Methods: A review of medical records of 18 individuals (10 females, 8 males) with a mean age of 8.7 years (range 0.8 - 31.8) with A/M treated with ocular prosthesis at Sahlgrenska University Hospital, Gothenburg, Sweden between year 2000 and 2012.

Results: The median age by diagnosis was 10 days (1-110 days); n=16. In this group of 18 individuals, three have anophthalmia (A) and 15 microphthalmia (M). A majority has other malformations in the A/M eye and eight individuals have findings in the fellow eye. MRI/CT revealed CNS pathology in 2 out of 14 cases. Visual evoked potential (VEP) was performed in seven cases, all pathological. Seven individuals have subnormal visual acuity in the fellow eye, s ix are in contact with vision support services and 15 have a follow-up at an eye clinic.
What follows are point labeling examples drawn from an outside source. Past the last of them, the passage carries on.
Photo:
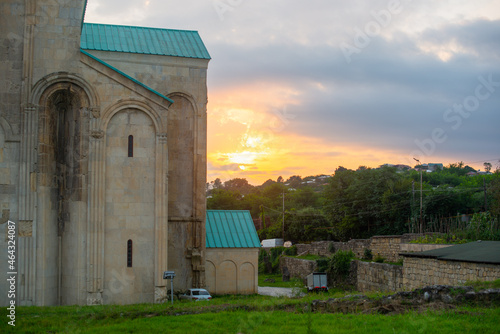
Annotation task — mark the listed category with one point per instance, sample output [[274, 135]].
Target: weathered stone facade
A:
[[102, 154], [420, 272]]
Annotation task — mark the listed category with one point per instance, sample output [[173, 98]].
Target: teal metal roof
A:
[[477, 251], [153, 41], [231, 229], [126, 76]]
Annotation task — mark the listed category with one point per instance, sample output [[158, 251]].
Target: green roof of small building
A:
[[231, 229], [477, 251], [152, 41]]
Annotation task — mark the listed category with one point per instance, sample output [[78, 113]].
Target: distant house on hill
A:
[[454, 265]]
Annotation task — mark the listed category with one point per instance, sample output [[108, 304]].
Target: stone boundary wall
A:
[[378, 276], [420, 272], [388, 246], [412, 248], [297, 267]]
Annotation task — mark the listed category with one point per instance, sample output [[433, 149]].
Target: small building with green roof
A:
[[232, 247]]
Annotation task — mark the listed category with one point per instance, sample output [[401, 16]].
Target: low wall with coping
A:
[[420, 272], [412, 248], [297, 267], [372, 276], [386, 246]]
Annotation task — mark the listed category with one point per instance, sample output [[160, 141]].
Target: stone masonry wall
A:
[[378, 276], [420, 272], [386, 246], [297, 267]]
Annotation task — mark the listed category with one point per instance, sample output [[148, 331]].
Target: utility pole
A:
[[412, 203], [485, 198], [421, 225], [283, 215]]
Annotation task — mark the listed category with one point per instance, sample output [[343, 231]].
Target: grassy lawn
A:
[[252, 314], [293, 283]]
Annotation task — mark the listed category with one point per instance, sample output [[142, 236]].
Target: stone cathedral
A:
[[102, 156]]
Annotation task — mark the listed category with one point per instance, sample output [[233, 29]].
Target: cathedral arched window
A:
[[129, 253], [130, 146]]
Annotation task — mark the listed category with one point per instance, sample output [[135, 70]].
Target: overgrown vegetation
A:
[[244, 314], [479, 285], [361, 203]]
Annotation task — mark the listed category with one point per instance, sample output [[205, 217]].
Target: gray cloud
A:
[[393, 92]]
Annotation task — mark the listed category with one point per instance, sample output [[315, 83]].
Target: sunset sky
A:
[[302, 87]]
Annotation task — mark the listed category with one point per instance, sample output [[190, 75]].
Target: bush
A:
[[367, 254]]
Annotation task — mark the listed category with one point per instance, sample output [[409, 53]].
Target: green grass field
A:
[[244, 314]]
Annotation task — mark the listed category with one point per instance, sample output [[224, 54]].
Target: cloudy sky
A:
[[302, 87]]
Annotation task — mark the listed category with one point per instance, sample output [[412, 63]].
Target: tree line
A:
[[360, 203]]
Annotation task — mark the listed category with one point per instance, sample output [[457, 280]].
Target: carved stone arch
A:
[[63, 80], [58, 112], [98, 286], [182, 147], [132, 104]]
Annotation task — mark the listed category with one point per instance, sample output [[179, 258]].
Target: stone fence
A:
[[372, 276], [387, 247], [297, 267], [418, 272], [415, 273]]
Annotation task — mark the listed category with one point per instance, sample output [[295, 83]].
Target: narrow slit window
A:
[[130, 146], [129, 253]]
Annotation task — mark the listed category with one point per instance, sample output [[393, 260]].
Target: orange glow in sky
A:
[[248, 138]]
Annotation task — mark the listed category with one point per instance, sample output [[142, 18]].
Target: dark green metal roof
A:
[[153, 41], [477, 251], [231, 229], [126, 75]]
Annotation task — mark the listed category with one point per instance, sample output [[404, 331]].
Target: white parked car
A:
[[196, 295]]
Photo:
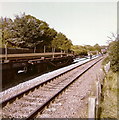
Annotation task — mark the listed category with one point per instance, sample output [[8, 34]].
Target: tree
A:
[[60, 41], [97, 47], [114, 54]]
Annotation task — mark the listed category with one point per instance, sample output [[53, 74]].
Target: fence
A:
[[94, 101]]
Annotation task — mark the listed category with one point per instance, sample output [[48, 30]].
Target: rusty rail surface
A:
[[40, 108]]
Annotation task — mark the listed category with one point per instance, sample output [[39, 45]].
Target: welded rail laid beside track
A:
[[42, 94]]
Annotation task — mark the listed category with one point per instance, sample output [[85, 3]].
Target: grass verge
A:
[[109, 91]]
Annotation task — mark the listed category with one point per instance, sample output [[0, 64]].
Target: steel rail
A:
[[40, 108], [19, 95]]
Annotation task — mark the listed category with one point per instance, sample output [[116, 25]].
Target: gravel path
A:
[[74, 102]]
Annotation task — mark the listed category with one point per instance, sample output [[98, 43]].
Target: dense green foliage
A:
[[83, 50], [28, 32], [114, 54]]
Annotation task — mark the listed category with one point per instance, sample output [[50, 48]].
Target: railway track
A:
[[29, 103]]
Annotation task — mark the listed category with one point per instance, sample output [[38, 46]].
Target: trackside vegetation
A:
[[110, 91], [26, 31]]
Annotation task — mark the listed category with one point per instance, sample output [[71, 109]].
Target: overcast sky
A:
[[85, 23]]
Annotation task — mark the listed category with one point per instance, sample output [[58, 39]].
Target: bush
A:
[[114, 55]]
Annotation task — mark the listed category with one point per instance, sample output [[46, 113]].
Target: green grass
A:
[[109, 103]]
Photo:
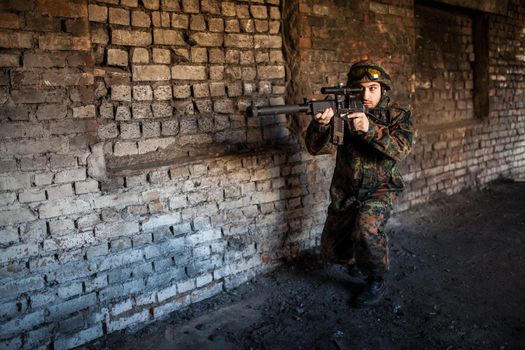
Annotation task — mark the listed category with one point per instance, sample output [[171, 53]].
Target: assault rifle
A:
[[344, 102]]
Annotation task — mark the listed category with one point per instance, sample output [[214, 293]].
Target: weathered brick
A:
[[60, 191], [54, 111], [70, 175], [107, 131], [228, 9], [242, 11], [216, 25], [140, 19], [161, 56], [62, 8], [167, 37], [19, 130], [259, 11], [98, 13], [9, 60], [169, 127], [33, 195], [170, 5], [151, 73], [150, 129], [162, 110], [142, 93], [232, 26], [270, 72], [140, 55], [162, 93], [84, 112], [125, 149], [59, 41], [186, 72], [123, 113], [117, 57], [63, 207], [130, 131], [152, 4], [247, 25], [121, 93], [16, 40], [24, 323], [9, 20], [223, 106], [7, 198], [14, 181], [268, 41], [208, 39], [180, 21], [141, 110], [61, 226], [199, 55], [152, 145], [129, 3], [130, 37], [197, 23], [238, 40], [8, 235], [116, 229], [119, 16], [190, 6], [82, 337]]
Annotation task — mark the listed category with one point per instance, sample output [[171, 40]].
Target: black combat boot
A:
[[371, 294]]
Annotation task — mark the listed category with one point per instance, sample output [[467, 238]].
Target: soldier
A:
[[366, 179]]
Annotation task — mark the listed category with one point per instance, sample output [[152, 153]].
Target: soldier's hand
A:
[[359, 122], [325, 117]]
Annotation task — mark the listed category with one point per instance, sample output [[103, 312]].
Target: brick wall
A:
[[131, 185]]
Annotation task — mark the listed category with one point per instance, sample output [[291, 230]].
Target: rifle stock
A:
[[344, 103]]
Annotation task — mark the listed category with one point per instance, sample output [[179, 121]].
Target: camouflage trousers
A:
[[356, 234]]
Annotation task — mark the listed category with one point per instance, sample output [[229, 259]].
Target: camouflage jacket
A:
[[366, 163]]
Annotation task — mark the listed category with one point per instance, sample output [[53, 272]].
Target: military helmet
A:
[[368, 70]]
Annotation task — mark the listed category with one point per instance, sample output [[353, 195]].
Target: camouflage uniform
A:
[[365, 183]]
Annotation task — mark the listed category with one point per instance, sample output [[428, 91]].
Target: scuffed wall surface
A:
[[130, 183]]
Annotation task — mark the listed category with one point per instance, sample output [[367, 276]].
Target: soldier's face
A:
[[370, 93]]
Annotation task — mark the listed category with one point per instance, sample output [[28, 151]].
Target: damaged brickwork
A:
[[131, 184]]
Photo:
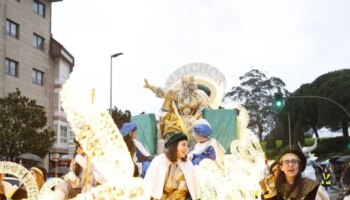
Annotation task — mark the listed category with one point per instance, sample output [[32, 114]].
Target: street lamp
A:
[[110, 86]]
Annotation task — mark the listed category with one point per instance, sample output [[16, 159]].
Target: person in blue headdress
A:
[[140, 156], [206, 147]]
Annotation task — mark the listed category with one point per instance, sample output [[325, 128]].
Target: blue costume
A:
[[210, 148], [141, 157]]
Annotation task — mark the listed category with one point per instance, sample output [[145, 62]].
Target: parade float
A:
[[104, 145]]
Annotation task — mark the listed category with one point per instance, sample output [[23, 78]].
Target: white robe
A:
[[155, 176]]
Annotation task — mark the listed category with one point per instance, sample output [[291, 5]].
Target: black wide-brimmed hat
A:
[[175, 138], [298, 153]]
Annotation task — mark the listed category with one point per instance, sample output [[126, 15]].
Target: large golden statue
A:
[[182, 106]]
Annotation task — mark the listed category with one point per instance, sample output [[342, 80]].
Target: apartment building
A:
[[36, 63]]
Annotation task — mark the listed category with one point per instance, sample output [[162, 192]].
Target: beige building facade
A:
[[35, 63]]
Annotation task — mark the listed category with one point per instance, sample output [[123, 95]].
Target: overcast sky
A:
[[294, 40]]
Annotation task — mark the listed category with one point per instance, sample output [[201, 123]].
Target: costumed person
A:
[[39, 174], [206, 147], [6, 189], [326, 179], [291, 185], [268, 184], [183, 106], [309, 171], [139, 154], [81, 177], [171, 175], [345, 189], [2, 187]]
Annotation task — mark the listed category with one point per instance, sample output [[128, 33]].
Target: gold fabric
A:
[[307, 186], [175, 187]]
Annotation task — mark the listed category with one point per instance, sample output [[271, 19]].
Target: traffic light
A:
[[278, 103]]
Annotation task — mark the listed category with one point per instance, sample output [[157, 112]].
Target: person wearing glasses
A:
[[171, 175], [268, 184], [290, 185]]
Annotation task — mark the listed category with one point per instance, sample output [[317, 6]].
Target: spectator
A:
[[291, 185]]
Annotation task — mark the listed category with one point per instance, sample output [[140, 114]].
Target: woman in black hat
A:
[[171, 175], [291, 185]]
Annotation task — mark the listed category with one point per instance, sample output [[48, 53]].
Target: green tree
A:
[[316, 113], [23, 127], [256, 93], [120, 117]]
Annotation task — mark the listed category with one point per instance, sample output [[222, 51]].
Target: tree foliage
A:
[[316, 113], [120, 117], [256, 94], [22, 127]]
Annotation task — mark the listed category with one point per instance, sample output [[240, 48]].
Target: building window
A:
[[39, 8], [11, 67], [71, 136], [37, 77], [12, 28], [38, 42], [56, 101], [63, 134]]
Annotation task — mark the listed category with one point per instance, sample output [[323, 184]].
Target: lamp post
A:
[[110, 86]]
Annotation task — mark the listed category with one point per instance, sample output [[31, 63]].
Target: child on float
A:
[[171, 175], [139, 154], [81, 177], [206, 147]]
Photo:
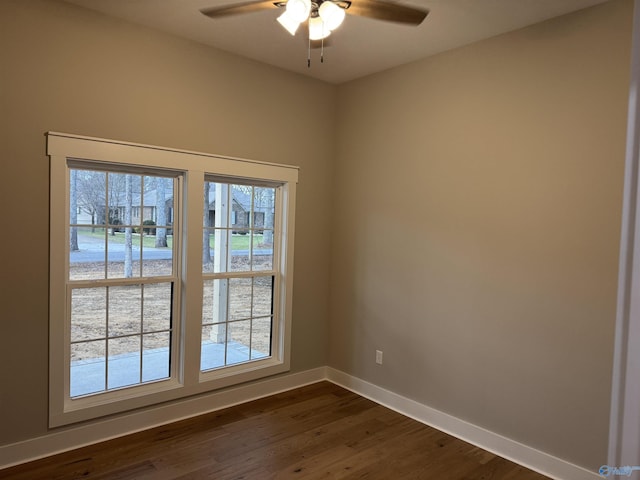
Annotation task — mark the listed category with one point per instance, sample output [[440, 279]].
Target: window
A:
[[176, 279], [121, 283]]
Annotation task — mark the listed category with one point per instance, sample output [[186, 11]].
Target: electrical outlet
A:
[[379, 357]]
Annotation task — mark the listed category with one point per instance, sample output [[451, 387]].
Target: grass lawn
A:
[[238, 242]]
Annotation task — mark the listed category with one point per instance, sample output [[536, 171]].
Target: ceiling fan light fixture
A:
[[298, 10], [290, 24], [317, 29], [331, 14]]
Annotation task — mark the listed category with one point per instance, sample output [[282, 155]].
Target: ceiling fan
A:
[[323, 16]]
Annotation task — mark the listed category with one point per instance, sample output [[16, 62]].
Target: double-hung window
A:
[[170, 274]]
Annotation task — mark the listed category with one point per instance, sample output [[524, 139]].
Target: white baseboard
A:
[[524, 455], [101, 430]]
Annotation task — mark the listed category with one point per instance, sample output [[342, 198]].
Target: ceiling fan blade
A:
[[237, 8], [391, 12]]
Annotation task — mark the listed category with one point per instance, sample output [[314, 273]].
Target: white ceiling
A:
[[361, 46]]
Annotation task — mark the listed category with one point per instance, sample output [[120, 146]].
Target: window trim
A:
[[63, 149]]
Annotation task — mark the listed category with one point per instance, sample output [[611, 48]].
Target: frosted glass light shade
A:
[[298, 10], [331, 14], [288, 23], [317, 29]]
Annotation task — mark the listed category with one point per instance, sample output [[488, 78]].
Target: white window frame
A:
[[191, 167]]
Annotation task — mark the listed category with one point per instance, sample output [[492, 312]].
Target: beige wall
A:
[[477, 204], [474, 218], [66, 69]]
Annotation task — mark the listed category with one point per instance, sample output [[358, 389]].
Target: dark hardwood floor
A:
[[318, 431]]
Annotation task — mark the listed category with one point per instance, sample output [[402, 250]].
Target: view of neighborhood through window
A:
[[238, 273], [121, 278], [170, 274]]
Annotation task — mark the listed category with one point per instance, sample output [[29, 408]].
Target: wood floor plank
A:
[[314, 432]]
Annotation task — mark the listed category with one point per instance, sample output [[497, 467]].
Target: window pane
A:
[[239, 298], [124, 361], [88, 314], [87, 261], [221, 246], [90, 197], [240, 255], [214, 301], [123, 257], [263, 251], [262, 296], [157, 307], [213, 346], [208, 245], [156, 216], [156, 355], [88, 368], [261, 338], [124, 310], [263, 204], [238, 343]]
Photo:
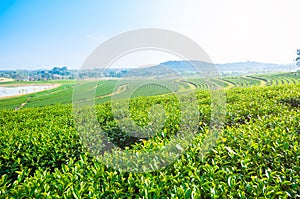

Almost half of the group wears glasses. Eleven individuals have extra ocular findings (i.e. cardiac defects, autism, septo-optic dysplasia, and hearing impairment), which indicate a syndromic condition. Genetic tests (karyotype, array and/or targeted gene analysis) were done in five cases without significant results. Intrauterine varicella infection caused one M. Ocular prosthesis was started at a median age of 7.8 months (22 days-16 years). Treatment with ocular prosthesis was tolerated well, no complication but local irritation in form of redness and secretion were noted; especially when the child had a cold. All, but two were treated locally by antibiotics one or several times. Four children, (A, n=2; M, n=2) had ocular plastic surgery.

Conclusions: The investigation of A/M children should include MRI of CNS and orbit, ultrasound of the bulb and VEP. The ophthalmologist who makes the diagnosis A/M needs to monitor the visual development of the fellow eye but also initiate treatment with prosthesis, pediatric assessment, hearing test and genetic counseling.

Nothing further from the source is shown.